- Native to: Australia
- Region: Goulburn Island, Arnhem Land
- Ethnicity: Maung people
- Native speakers: 360 (2021 census)
- Language family: Iwaidjan IwaidjicMaung; ;
- Dialects: Manangkari;

Language codes
- ISO 639-3: mph
- Glottolog: maun1240
- AIATSIS: N64
- ELP: Mawng
- Maung is classified as Vulnerable by the UNESCO Atlas of the World's Languages in Danger.

= Maung language =

Language spoken by the Warruwi people of Northern Territory

Maung (Mawung, Mawng, Gun-marung) is an Australian aboriginal language spoken by the Maung people on the Goulburn Islands, off the north coast of Arnhem Land, in the Northern Territory of Australia. Maung is closely related to Iwaidja language which occupies the northwestern corner of the opposite mainland. This is a language that belongs to the Iwaidjan language family of Non-Pama–Nyungan languages. As of 2021, there were around 360 speakers of the language.

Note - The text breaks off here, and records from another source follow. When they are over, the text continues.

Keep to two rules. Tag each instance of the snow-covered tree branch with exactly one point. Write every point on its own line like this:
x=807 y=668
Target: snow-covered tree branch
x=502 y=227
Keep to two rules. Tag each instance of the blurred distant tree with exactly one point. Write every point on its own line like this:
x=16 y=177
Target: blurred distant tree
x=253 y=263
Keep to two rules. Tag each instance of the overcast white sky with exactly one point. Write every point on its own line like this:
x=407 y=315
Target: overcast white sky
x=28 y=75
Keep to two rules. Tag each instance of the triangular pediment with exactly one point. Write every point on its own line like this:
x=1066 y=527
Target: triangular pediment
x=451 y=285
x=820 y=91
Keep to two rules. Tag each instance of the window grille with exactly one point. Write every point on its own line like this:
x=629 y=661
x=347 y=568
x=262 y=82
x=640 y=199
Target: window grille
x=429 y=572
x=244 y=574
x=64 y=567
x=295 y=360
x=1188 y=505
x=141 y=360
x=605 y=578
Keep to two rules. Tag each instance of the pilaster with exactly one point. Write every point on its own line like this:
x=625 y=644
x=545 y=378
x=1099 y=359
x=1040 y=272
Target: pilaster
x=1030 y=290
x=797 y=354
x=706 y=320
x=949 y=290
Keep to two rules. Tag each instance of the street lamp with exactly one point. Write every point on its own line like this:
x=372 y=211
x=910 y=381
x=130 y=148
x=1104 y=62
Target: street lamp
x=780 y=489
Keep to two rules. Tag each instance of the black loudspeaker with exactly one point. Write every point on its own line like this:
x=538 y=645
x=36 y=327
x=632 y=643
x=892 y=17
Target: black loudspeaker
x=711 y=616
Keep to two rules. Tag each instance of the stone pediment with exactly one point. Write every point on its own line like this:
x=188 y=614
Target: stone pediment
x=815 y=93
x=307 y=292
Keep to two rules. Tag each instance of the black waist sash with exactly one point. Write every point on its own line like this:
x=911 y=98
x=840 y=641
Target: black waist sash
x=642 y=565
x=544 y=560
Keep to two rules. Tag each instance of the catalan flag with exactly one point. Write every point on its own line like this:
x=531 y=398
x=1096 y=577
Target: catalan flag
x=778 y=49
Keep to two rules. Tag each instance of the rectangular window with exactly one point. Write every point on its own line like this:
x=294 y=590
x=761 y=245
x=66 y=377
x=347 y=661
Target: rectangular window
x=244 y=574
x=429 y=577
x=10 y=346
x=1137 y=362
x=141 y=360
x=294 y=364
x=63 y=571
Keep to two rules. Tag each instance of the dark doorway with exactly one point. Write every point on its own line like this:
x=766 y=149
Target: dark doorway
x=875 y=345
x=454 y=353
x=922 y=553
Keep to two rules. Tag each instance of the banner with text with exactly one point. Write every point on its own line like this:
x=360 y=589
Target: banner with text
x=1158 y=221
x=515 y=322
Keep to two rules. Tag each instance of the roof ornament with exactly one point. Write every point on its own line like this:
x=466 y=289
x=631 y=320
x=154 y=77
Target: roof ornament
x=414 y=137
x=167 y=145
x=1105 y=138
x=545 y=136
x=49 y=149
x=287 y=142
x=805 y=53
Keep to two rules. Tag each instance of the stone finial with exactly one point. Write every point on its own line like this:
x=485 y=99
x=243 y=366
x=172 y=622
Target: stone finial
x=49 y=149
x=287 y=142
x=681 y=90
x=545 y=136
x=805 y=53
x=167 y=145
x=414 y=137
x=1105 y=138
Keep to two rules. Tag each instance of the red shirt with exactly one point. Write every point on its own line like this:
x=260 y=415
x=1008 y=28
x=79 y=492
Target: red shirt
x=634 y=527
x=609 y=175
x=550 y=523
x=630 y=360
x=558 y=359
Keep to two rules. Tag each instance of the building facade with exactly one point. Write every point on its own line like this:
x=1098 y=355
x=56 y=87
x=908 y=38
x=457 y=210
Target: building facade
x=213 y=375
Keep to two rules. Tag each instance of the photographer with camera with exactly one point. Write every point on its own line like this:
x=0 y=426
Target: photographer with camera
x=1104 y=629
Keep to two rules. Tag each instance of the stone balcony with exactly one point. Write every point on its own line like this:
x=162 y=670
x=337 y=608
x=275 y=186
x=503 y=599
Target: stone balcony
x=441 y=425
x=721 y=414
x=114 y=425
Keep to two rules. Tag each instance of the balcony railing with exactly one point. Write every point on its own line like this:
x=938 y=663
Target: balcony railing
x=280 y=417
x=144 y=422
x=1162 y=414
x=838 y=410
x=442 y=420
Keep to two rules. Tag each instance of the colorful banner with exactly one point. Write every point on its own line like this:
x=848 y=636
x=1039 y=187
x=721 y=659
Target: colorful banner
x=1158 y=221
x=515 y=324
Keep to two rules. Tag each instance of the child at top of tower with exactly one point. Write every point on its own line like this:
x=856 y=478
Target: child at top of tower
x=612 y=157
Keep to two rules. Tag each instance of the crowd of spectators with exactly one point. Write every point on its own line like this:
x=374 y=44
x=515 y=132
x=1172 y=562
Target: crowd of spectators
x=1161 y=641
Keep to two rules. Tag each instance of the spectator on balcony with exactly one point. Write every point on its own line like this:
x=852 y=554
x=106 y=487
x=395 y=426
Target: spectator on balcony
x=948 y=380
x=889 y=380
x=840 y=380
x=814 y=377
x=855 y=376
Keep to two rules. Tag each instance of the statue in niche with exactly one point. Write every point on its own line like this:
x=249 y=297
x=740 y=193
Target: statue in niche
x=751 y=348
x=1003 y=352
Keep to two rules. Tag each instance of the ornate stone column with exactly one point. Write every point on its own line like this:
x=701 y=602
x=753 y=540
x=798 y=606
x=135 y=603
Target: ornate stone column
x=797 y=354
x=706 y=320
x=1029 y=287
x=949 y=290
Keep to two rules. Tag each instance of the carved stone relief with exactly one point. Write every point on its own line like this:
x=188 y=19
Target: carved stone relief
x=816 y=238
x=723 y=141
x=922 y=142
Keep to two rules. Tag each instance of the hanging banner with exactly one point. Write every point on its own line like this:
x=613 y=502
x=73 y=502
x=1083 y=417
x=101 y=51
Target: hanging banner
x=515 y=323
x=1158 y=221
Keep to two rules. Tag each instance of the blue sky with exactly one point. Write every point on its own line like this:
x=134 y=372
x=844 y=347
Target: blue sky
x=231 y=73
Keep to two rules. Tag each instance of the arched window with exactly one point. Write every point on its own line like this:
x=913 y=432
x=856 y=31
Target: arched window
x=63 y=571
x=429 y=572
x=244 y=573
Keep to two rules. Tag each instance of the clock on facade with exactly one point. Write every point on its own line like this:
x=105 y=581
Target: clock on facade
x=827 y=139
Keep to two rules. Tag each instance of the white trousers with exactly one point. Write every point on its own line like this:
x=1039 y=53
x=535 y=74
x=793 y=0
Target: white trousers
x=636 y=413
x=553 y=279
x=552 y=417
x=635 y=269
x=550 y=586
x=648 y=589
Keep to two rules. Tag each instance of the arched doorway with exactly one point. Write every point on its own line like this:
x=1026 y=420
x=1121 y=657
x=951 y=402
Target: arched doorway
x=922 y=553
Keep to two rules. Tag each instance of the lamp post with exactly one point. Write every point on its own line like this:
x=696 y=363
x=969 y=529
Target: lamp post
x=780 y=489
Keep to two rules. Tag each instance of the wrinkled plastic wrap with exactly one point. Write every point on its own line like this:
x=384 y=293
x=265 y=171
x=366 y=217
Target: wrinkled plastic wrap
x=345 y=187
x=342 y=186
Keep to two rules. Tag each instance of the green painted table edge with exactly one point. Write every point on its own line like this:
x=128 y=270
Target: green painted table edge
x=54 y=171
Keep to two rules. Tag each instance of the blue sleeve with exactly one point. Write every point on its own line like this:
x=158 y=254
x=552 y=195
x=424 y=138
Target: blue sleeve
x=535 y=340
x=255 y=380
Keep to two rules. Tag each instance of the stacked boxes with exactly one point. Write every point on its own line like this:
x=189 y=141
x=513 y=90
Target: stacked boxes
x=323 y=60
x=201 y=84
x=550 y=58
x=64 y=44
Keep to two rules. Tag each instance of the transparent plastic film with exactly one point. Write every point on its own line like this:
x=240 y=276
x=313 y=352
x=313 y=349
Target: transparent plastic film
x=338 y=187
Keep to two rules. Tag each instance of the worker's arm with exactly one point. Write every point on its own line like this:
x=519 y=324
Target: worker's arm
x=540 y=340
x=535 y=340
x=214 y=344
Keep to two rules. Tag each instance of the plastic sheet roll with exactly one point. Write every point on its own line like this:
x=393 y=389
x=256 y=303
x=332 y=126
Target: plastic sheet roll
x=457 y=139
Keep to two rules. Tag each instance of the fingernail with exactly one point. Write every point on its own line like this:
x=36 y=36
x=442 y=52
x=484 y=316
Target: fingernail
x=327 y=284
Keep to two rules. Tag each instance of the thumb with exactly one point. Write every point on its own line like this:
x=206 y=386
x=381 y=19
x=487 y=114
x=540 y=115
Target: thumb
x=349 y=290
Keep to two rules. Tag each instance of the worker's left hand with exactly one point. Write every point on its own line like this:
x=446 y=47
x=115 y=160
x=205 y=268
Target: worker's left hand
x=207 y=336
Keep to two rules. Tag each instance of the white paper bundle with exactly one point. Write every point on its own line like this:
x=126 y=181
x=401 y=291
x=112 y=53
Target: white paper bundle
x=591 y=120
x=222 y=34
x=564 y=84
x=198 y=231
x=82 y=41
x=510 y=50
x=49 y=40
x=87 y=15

Study of Maung has developed to the point where a dictionary, grammar and portions of the Bible are available. Maung is taught in local schools alongside English and other languages such as Iwaidja or Kunwinjku. Children are still acquiring it as a first language, making it somewhat healthier than most other aboriginal languages.

== Phonology ==

Consonant inventory
|  | Peripheral |  | Laminal | Apical |  |
| Bilabial | Velar | Postalveolar | Alveolar | Retroflex |
| Plosives | p | k | tʲ | t | ʈ |
| Nasals | m | ŋ | nʲ | n | ɳ |
| Laterals |  |  |  | l | ɭ |
| Flaps |  |  |  | ɾ | ɽ |
| Approximants | w | ɣ | j | ɹ |  |

Vowel inventory
|  | Front | Central | Back |
|---|---|---|---|
| High | i |  | u |
| Mid | ɛ |  | ɔ |
| Low |  | a |  |

The phonemic inventories provided here are from Capell's well-known 1970 work on Maung. More recent papers (Singer 2006; Teo 2007) have only two rhotics to Capell's three. Teo lacks the alveolar flap, and Singer the retroflex flap. (In a minor difference, both describe the approximant as retroflex, whereas Capell describes it as alveolar.)

==Grammar==
Maung has five grammatical genders: masculine, feminine, vegetation, land, and edible.